Old Yule Norway



Old yule Norway

The break with Catholicism in the 1500s brought fewer adjustments to the celebration of yule or jul (Christmas) than one might have expected.

It is true that Norway and Denmark got a new procedure in the church services in that it was now no longer Latin, but people's own language that was used, and the worship of saints and the virgin was forbidden.

But the celebration of midnight services and "ottesang" and "high-mass" that resembled the catholic past continued for hundreds of years in communities and cities.

And along with this and maybe in spite of this the "julebukk" and other traditions from olden times continued to the pleasure of some and annoyance to others.

Old Yule Norway

Maybe it was an indirect criticism of these folklore-like customs that Hans Jacob Wille neglected to mention them when he discussed the yule celebration in his "Beskrivelse over Sillejords Præstegield" (1780).
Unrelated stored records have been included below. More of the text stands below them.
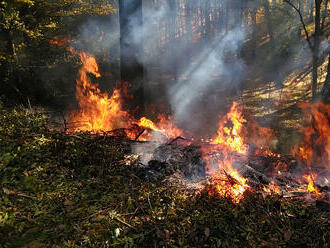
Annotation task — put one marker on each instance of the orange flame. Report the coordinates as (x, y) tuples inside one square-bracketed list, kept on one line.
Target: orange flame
[(311, 187), (230, 136), (100, 112), (315, 147), (97, 111), (229, 140)]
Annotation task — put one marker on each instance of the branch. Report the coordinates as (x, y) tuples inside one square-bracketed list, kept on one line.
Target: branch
[(302, 22)]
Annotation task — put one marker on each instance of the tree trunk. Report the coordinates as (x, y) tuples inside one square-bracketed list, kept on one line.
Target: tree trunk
[(131, 48), (316, 46), (269, 25), (173, 39), (325, 94)]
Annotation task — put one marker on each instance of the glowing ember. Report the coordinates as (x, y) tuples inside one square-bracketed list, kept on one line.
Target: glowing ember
[(311, 187), (315, 147), (97, 111), (272, 188), (230, 136), (228, 141)]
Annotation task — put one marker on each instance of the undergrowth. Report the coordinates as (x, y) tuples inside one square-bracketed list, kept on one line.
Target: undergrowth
[(59, 190)]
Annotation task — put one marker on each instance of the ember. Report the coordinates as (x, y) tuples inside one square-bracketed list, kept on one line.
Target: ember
[(232, 159)]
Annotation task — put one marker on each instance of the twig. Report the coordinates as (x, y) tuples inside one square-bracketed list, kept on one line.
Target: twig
[(125, 223), (177, 138), (14, 193)]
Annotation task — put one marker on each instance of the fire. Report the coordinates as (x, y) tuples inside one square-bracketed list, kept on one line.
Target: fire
[(101, 112), (315, 147), (272, 188), (230, 185), (228, 141), (97, 111), (230, 136), (311, 187)]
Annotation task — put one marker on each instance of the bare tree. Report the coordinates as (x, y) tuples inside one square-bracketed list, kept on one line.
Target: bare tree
[(131, 69), (314, 44)]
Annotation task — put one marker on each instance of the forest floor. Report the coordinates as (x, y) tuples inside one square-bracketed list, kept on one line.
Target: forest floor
[(60, 190)]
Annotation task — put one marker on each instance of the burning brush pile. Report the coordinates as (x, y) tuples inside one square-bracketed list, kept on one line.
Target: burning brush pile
[(239, 158)]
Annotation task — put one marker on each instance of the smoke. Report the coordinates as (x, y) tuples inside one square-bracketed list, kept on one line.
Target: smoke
[(215, 62), (98, 36), (213, 68)]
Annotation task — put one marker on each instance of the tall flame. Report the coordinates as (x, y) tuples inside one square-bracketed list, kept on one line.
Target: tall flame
[(97, 111), (315, 147), (227, 142)]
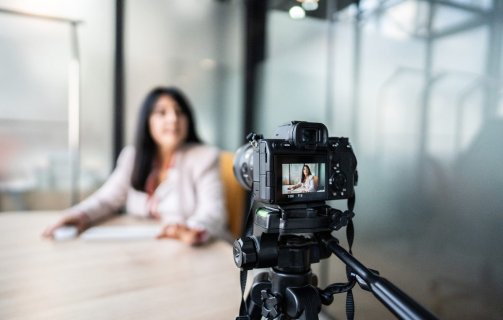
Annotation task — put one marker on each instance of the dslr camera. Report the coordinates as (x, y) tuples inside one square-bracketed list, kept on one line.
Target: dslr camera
[(297, 170)]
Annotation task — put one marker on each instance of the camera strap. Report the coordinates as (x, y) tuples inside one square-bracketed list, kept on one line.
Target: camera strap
[(350, 235), (243, 274)]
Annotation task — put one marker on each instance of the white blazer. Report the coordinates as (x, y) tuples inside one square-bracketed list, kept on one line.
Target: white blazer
[(192, 193)]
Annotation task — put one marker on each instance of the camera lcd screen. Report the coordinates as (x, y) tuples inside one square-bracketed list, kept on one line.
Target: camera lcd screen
[(301, 179)]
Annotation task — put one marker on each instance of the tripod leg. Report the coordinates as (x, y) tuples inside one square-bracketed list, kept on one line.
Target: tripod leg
[(303, 303)]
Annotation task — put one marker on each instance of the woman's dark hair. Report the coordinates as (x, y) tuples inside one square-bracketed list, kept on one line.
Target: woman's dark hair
[(308, 172), (144, 144)]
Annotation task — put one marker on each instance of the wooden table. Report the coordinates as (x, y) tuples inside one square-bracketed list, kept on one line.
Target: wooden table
[(137, 279)]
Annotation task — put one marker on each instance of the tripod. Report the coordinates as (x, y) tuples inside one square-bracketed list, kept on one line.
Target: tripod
[(289, 290)]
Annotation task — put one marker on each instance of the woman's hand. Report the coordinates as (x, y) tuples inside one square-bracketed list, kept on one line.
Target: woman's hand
[(189, 236), (79, 220)]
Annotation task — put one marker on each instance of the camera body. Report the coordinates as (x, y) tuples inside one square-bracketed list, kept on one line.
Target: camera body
[(301, 164)]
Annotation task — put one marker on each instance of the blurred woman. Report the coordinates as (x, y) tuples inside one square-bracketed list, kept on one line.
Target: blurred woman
[(168, 175), (306, 183)]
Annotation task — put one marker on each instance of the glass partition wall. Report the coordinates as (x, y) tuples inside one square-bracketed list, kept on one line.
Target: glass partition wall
[(39, 106), (416, 86)]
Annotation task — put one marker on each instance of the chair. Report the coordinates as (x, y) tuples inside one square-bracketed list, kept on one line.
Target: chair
[(235, 194)]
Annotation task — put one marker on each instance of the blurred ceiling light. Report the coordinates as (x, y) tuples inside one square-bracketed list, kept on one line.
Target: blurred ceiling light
[(207, 64), (296, 12), (309, 5)]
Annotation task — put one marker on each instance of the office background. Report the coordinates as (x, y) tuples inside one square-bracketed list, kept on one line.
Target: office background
[(415, 85)]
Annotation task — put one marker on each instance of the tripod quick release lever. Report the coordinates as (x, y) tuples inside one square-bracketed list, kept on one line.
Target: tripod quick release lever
[(270, 305), (245, 253)]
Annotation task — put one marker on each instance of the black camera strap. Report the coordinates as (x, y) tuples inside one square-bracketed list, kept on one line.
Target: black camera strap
[(350, 235), (243, 274)]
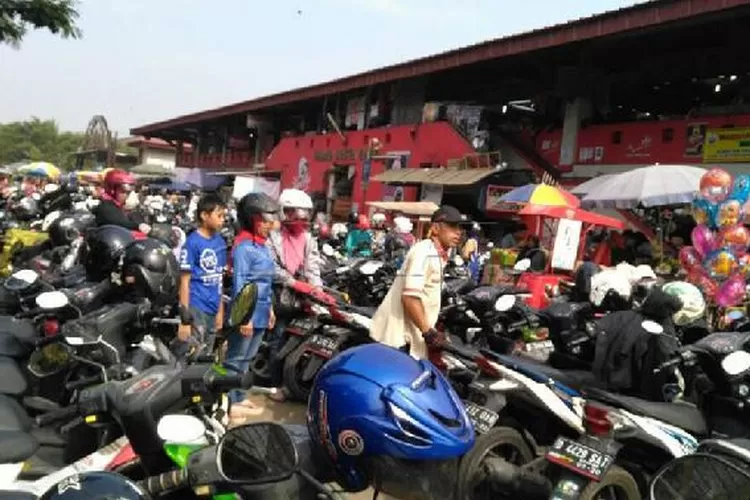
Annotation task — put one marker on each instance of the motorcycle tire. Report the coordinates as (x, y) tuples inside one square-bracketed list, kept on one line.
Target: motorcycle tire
[(616, 477), (484, 444), (298, 390)]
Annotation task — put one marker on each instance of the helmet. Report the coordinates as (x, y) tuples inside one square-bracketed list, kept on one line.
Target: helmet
[(693, 302), (358, 412), (105, 246), (296, 199), (117, 179), (66, 228), (150, 270), (255, 204), (95, 486), (363, 222)]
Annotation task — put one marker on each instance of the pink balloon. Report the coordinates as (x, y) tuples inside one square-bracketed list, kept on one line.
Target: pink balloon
[(731, 292), (689, 258), (704, 240)]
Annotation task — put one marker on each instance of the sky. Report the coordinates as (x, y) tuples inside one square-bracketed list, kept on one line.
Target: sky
[(142, 61)]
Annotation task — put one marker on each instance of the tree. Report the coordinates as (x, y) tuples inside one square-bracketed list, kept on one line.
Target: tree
[(17, 16), (38, 140)]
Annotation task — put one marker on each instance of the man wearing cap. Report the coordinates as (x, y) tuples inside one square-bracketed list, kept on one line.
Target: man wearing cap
[(406, 318)]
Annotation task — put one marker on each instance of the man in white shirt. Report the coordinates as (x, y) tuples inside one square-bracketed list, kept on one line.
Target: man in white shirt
[(407, 316)]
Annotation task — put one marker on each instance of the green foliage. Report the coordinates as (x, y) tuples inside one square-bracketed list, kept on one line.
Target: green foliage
[(38, 140), (18, 16)]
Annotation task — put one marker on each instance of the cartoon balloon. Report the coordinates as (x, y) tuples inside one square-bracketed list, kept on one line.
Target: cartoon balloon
[(704, 212), (704, 240), (729, 213), (720, 264), (731, 292), (689, 258), (741, 189), (736, 238), (715, 185)]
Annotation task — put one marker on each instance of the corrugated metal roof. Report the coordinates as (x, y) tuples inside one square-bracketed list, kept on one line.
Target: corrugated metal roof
[(441, 176), (639, 16)]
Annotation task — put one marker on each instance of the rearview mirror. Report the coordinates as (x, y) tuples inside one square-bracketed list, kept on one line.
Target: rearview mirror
[(736, 363), (505, 303), (182, 429), (51, 300), (257, 453)]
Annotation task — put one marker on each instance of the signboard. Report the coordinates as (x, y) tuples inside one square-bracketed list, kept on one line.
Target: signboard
[(727, 145), (565, 251)]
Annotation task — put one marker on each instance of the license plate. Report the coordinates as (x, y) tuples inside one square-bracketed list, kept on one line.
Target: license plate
[(324, 346), (580, 458), (482, 418)]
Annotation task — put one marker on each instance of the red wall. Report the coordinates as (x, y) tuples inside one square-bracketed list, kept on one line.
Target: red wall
[(433, 143), (640, 143)]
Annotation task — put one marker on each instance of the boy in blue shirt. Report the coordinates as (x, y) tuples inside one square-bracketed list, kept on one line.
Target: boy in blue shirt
[(202, 262)]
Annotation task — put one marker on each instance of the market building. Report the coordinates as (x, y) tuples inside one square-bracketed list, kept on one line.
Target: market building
[(660, 82)]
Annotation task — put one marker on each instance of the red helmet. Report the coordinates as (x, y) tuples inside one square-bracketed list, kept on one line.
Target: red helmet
[(117, 178), (363, 222)]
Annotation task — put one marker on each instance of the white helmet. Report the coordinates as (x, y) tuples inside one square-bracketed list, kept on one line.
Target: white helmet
[(403, 225), (296, 200)]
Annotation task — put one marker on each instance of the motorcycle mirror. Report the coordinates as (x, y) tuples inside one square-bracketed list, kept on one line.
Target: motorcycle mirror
[(505, 303), (52, 300), (522, 265), (652, 327), (370, 267), (257, 453), (736, 363), (182, 429)]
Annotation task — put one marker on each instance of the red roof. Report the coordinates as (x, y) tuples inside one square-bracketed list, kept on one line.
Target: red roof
[(639, 16)]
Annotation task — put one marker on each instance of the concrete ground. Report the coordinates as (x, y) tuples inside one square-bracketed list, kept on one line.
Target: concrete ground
[(292, 413)]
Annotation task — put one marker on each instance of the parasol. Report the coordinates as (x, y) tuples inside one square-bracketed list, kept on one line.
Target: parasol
[(40, 169), (541, 194), (653, 186)]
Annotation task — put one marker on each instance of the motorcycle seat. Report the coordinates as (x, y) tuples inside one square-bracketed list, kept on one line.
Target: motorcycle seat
[(686, 416), (363, 310), (12, 379), (22, 329)]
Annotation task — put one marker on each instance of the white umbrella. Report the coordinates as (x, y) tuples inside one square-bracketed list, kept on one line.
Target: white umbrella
[(584, 188), (652, 186)]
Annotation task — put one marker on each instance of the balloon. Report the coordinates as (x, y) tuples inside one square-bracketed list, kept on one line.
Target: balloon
[(741, 189), (731, 292), (720, 264), (689, 258), (729, 213), (704, 240), (735, 238), (715, 185)]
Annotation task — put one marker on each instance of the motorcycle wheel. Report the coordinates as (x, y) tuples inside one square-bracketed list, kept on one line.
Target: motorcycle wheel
[(293, 368), (497, 438), (618, 481)]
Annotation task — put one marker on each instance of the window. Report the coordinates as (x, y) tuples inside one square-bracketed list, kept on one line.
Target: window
[(667, 134)]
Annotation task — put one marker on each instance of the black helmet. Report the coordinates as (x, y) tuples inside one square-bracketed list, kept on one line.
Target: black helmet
[(150, 270), (252, 204), (104, 247), (95, 486), (68, 227)]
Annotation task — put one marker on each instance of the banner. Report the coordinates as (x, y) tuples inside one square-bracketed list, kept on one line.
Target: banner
[(727, 145)]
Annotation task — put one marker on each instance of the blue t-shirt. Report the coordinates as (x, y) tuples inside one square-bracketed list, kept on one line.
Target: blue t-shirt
[(205, 259)]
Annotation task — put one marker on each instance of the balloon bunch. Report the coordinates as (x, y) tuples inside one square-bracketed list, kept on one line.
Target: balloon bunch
[(718, 261)]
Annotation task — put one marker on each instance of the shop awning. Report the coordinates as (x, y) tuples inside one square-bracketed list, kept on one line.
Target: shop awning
[(441, 176), (416, 208)]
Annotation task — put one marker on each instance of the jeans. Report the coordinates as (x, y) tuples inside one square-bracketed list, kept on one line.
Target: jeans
[(240, 352), (275, 342), (203, 333)]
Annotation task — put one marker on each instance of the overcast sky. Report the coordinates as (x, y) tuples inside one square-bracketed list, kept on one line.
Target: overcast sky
[(142, 61)]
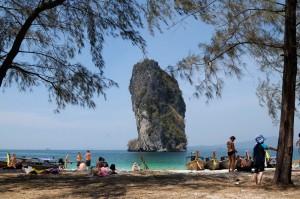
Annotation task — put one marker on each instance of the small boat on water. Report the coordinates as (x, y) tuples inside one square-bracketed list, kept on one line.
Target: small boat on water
[(212, 163)]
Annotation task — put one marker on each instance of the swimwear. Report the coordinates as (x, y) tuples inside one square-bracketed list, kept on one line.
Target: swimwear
[(259, 167), (231, 153), (88, 163)]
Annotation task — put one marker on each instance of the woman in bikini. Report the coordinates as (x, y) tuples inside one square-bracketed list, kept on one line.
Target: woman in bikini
[(231, 153)]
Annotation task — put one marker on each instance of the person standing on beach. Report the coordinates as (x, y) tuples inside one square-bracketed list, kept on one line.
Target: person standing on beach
[(298, 144), (88, 158), (259, 156), (78, 159), (231, 154), (66, 161), (13, 161)]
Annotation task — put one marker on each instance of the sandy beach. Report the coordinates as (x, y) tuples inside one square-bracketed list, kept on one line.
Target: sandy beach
[(146, 184)]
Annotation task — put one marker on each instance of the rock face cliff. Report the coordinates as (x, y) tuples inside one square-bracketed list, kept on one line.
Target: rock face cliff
[(159, 109)]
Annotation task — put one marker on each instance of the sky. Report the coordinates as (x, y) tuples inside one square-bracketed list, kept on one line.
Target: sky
[(28, 121)]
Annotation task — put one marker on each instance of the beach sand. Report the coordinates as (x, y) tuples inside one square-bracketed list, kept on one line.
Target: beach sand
[(146, 184)]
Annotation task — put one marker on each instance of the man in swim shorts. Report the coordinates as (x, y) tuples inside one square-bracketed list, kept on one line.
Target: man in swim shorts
[(231, 154), (88, 158)]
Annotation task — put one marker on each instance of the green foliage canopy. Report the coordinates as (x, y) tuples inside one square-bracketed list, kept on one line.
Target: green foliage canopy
[(40, 39), (251, 28)]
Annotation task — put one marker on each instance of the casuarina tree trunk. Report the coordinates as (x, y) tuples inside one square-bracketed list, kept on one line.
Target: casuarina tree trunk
[(286, 131)]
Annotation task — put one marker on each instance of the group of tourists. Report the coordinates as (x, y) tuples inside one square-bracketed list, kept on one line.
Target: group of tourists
[(102, 168), (81, 164), (258, 157)]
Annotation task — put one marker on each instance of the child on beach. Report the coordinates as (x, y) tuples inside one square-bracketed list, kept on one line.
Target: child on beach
[(231, 154), (135, 167), (66, 161), (259, 156), (78, 159), (88, 158)]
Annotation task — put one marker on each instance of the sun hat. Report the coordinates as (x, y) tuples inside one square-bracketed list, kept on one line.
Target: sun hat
[(260, 138)]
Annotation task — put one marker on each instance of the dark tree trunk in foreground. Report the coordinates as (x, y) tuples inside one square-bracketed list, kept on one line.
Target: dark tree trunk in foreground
[(286, 131)]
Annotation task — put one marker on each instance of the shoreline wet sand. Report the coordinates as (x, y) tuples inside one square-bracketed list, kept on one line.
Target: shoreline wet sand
[(146, 184)]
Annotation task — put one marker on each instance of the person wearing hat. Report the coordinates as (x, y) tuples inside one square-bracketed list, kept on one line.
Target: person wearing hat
[(259, 156), (231, 153), (135, 167)]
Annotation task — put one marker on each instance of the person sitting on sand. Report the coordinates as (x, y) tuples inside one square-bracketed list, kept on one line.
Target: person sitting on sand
[(104, 170), (113, 169), (135, 167), (82, 167), (259, 157), (231, 153)]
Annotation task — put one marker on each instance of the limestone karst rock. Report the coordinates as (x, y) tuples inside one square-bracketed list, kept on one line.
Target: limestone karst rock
[(159, 109)]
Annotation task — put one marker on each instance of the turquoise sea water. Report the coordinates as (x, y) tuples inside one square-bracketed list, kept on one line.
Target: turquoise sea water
[(124, 159)]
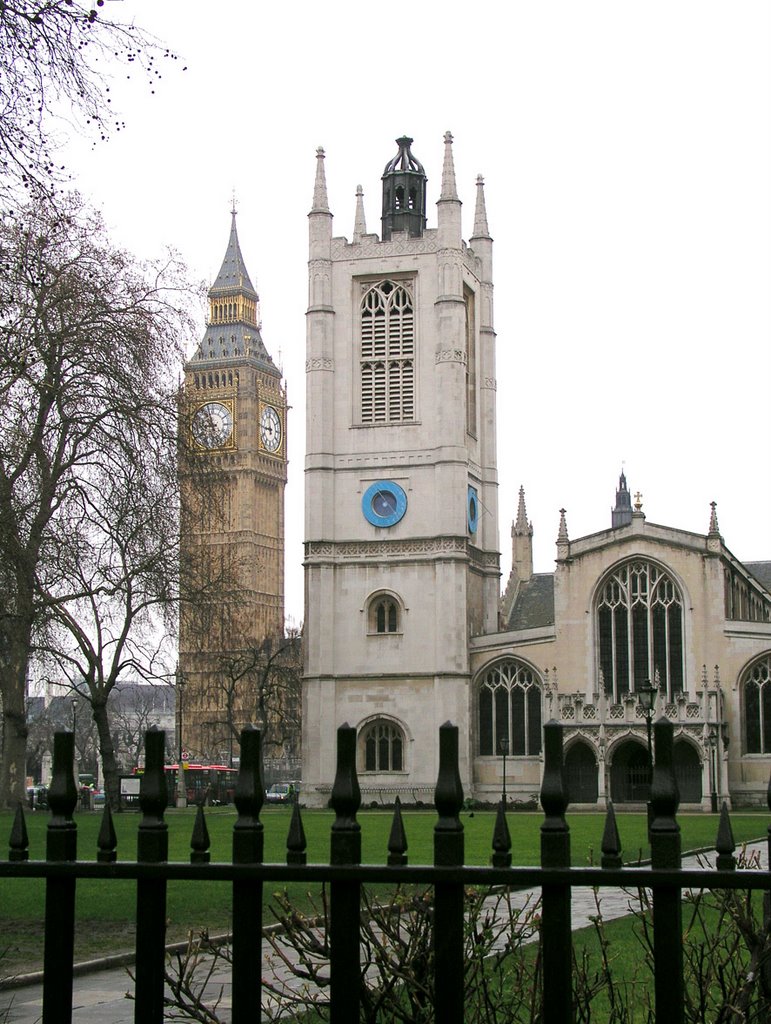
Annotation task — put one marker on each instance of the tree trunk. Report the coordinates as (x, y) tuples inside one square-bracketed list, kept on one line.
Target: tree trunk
[(13, 688), (106, 753)]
Because religious and secular authorities had long cooperated in the effort to "cleanse" all holiday celebrations from "papism" and superstition. "Of celebrations the Jul (yule) is the highest and most joyous, the other holidays are not so much celebrated. It is the "julaften" (Christmas Eve) that creates most widespread joy. Before the sun sets the livestock must be tended, a julenek (yule-sheaf) must be raised for the birds, and all houses must be marked in tar with the sign of the cross. One bathes in warm water, changes clothes and celebrates yule in the best possible way."

What is said about the yule in Telemark in the 1700s is also the basic tradition in the rest of Norway. A traditional farm yule had Christmas Eve as the high point and it includes both men and animals in extraordinary common shared care. But other sources can tell that Christmas Day was the big church day, and no other feast period in the year was filled with such abandon, loud festivity and old superstitions in spite of all efforts to make it more subdued and cultural.

Wild "second-day" rides were found in the communities, the parties were many, and it was danced and drunk in houses and huts. In self-defense against the Yule night "åsgårdsrei" and other anti-christian powers of darkness everything was marked with steel and the sign of the cross, shots were fired over the roofs, and they slept in a common big bed in the living room and kept holy candles burning through the darkness of the night.

The "Gardvorden" (tunkallen, nissen) got his celebratory offering of beer and porridge set out for him in the hollow, under the "vette-tre" or in the barn. Warnings were taken about life and death, weddings, good harvests and great fishing. It was not until the 1800s that major changes were made in the way Norwegian yule was celebrated.

The enlightenment and piety and nationalistic state politics had removed many superstitious Yule traditions. But gradually the celebration was supplemented with impulses from outside that widened and strengthened the religious content. From Germany, via Denmark, came the Christmas tree to Kristiania in the 1820s, and with enthusiastic support by priests and teachers it spread to the whole country. Most of the Christmas songs and psalms that are sung in our churches are written after 1800.

Old Yule Norway

The yule celebrations of today have a number of expressions that have been embraced by the population. There have always been attempt to suppress the most extravagant ways of celebrating, but to little success. The people have always demanded respect for their holiday traditions wanting freedom to fill them with their personal and cultural content.